Perbincangan kita kali ini bukanlah tentang peniruan. Karena itu marilah kita kembali berbincang bersama bagaimana ancaman kepada anak, acapkali tidak menghasilkan perubahan yang baik. Ancaman tidak banyak bermanfaat untuk menghentikan kenakalan anak atau perilaku yang membuat kita sewot. Sebaliknya, ancaman justru membuat anak belajar berontak dan menentang.

Salah satu sebabnya, anak merasa orangtua tidak menyayangi ketika kita meneriakkan ancaman di telinga mereka. Selain itu, kita sering lupa menunjukkan apa yang seharusnya dikerjakan anak manakala kita asyik melontarkan ancaman.

Lalu apa yang perlu kita lakukan?

Yang pertama, kita kembali pada prinsip qubhunal 'iqab bila bayan. Adalah buruk menyiksa tanpa memberikan penjelasan. Sekali waktu kita perlu duduk bersama dalam suasana yang mesra dengan anak untuk berbicara tentang aturan-aturan.
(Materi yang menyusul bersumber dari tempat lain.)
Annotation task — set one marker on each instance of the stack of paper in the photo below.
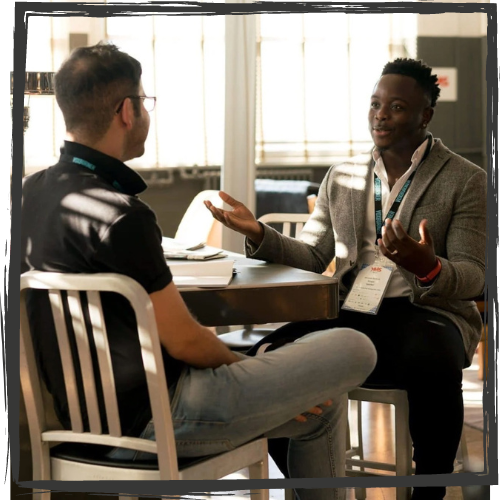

Kedua, kita bisa membuat komitmen bersama dengan anak untuk mematuhi aturan. Misalnya, mintalah kepada anak agar tenang ketika ada tamu. Kalau ada yang perlu disampaikan, atau anak menginginkan sesuatu, hendaknya menyampaikan kepada orangtua dengan baik-baik dan bersabar bila belum bisa memenuhinya.

Bersama dengan komitmen ini kita bisa membicarakan dengan anak konsekuensi apa yang bisa diterima bila anak mengamuk di saat ada tamu. Sekali lagi, konsekuensi ini disampaikan dengan nada yang akrab. Bukan ancaman.

Bila anak melakukan hal-hal negatif yang sangat mengganggu, orangtua bisa mengingatkan kembali kepada anak dan lagi-lagi tidak dengan nada mengancam. Di sinilah letak beratnya. Kita acapkali mudah kehilangan kendali. Kita mudah membelalak saat marah, tetapi lupa untuk konsisten.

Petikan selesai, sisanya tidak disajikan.